Lot of research progresses have been carried out recently in high utility itemsets mining with negative utility values. However, there are more emerging issues to challenge the traditional methods. In this section, we identify the related opportunities in high utility itemsets mining with negative utility values.

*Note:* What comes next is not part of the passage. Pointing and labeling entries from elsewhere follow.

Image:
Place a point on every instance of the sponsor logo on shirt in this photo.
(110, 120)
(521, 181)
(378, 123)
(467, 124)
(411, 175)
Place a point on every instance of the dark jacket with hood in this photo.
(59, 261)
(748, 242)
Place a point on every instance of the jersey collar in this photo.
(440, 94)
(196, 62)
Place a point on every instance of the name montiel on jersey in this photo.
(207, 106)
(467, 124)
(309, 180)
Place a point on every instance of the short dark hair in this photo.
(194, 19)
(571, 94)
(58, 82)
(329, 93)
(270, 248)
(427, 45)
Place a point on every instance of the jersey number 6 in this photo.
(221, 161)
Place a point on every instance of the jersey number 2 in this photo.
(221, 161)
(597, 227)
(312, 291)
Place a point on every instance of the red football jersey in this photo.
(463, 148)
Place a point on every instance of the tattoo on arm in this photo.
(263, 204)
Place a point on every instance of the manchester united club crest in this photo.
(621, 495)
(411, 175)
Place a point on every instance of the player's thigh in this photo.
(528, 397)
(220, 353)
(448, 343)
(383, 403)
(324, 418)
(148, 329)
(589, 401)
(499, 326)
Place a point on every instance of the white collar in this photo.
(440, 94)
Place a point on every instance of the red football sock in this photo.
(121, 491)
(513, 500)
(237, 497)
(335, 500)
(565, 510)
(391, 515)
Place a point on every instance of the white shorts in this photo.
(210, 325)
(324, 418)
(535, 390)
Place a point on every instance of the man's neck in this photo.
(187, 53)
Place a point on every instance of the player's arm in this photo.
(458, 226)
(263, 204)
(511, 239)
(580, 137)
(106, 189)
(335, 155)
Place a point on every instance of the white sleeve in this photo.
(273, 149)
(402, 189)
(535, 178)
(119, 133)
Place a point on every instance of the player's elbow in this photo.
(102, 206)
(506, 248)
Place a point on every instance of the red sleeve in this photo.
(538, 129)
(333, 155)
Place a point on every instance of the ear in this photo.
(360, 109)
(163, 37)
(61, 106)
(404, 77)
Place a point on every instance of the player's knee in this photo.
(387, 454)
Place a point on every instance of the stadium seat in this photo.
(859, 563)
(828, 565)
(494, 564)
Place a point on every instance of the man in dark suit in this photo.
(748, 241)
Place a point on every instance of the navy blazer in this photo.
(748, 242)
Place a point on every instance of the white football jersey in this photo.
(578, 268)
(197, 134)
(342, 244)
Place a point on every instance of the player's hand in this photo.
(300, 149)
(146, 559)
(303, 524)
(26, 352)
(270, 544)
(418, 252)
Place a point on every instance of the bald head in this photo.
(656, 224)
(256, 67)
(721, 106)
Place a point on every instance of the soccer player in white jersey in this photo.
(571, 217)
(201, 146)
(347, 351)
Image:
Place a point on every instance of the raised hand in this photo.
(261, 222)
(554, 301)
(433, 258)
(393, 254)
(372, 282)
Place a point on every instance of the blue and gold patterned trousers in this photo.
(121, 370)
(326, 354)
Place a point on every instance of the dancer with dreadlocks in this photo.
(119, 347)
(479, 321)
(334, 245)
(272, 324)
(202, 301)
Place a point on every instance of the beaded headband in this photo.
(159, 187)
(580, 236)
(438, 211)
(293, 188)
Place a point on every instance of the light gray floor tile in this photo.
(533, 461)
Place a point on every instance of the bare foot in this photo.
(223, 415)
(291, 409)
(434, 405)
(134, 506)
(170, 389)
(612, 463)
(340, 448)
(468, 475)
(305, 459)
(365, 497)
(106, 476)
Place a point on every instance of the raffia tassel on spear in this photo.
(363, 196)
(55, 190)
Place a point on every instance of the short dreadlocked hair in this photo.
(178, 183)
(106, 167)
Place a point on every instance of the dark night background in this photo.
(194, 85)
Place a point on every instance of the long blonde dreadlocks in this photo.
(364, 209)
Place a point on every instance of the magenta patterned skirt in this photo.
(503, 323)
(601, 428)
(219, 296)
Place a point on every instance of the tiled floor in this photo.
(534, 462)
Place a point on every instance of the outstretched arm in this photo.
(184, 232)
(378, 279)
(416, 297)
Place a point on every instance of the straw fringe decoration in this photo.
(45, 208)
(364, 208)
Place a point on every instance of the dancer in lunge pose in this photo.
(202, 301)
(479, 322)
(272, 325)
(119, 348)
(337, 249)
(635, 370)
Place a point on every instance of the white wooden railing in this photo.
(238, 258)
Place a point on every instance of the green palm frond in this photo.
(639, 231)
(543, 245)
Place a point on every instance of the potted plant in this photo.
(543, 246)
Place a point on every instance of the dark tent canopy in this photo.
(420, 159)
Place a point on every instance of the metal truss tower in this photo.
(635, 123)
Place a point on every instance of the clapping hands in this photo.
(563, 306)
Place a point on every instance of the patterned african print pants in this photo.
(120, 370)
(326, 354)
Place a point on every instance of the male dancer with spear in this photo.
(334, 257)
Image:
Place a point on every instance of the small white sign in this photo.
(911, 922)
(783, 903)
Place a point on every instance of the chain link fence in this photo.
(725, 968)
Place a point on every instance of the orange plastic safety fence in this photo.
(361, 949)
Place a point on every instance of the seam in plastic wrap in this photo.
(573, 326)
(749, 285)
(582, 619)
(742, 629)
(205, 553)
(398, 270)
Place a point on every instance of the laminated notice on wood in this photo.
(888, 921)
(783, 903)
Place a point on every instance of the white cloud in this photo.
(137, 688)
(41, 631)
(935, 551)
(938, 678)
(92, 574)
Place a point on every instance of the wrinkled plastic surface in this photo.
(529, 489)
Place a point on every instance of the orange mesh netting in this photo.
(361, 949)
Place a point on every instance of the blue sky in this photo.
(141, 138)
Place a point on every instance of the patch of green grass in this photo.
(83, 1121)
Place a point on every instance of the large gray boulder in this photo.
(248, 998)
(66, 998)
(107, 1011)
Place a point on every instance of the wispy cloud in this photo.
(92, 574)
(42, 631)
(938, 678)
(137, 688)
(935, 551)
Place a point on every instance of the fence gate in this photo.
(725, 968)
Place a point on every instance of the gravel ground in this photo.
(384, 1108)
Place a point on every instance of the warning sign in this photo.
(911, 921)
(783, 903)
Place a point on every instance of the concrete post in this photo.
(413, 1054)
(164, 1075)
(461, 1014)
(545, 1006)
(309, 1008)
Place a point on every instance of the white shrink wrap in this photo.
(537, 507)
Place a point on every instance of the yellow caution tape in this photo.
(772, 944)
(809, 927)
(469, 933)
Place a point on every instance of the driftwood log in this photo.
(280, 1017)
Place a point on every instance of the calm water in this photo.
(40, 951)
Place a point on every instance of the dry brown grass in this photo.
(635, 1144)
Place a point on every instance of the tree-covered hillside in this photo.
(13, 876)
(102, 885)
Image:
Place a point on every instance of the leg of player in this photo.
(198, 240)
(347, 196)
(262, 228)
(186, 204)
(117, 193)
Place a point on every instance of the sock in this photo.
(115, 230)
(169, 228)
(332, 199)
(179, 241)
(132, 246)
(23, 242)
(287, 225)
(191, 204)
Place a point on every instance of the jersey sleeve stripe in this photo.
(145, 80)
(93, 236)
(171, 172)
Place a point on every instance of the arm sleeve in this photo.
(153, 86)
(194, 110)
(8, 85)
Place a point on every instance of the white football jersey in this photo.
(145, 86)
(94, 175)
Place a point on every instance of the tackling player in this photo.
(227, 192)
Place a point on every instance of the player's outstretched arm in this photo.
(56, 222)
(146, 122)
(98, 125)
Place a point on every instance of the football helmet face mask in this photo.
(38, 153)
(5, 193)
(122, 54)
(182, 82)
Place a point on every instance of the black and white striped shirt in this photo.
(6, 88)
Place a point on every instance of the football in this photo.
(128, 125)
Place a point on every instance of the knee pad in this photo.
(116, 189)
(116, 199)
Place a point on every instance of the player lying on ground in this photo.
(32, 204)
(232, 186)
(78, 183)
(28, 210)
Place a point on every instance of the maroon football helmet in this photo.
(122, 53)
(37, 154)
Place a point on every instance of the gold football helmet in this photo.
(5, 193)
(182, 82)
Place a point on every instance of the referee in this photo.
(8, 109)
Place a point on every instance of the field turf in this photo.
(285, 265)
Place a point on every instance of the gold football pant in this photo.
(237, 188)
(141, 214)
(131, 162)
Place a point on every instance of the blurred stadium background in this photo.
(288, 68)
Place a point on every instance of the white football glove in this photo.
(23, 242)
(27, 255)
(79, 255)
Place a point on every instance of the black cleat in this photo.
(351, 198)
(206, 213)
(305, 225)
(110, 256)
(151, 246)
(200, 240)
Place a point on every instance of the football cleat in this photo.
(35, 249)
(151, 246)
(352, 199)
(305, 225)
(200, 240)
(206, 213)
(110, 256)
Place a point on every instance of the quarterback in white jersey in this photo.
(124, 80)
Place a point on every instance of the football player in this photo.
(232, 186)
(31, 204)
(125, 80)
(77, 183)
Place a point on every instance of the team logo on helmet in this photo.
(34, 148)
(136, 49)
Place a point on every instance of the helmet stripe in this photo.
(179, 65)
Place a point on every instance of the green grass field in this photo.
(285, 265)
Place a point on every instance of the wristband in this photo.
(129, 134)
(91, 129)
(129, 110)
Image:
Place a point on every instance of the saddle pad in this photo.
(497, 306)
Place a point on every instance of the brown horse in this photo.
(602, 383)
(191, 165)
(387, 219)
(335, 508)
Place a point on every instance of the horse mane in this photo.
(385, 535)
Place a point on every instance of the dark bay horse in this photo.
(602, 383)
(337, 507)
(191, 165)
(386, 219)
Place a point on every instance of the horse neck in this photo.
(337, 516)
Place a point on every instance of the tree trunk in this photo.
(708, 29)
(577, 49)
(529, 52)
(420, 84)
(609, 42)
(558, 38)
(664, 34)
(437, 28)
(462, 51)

5.1. Concise high utility itemsets mining with negative utility value

Closed HUIs are the itemsets that do not have superset having the same support count. Discovery of closed HUIs instead of all HUIs reduces the number of itemsets. Hence, closed HUIs are more interesting and actionable because they are a lossless representation of all HUIs. In other words, using closed HUIs, the information about all HUIs including their support can be recovered without scanning the dataset. Closed itemsets are more actionable because they represent the largest set of non repeated HUIs. Recently many closed algorithms for HUIs are proposed [18 , 52]. But till now no algorithm has been proposed for mining closed HUIs with negative utility value. Therefore, closed HUIs with negative utility value is a good area to explore.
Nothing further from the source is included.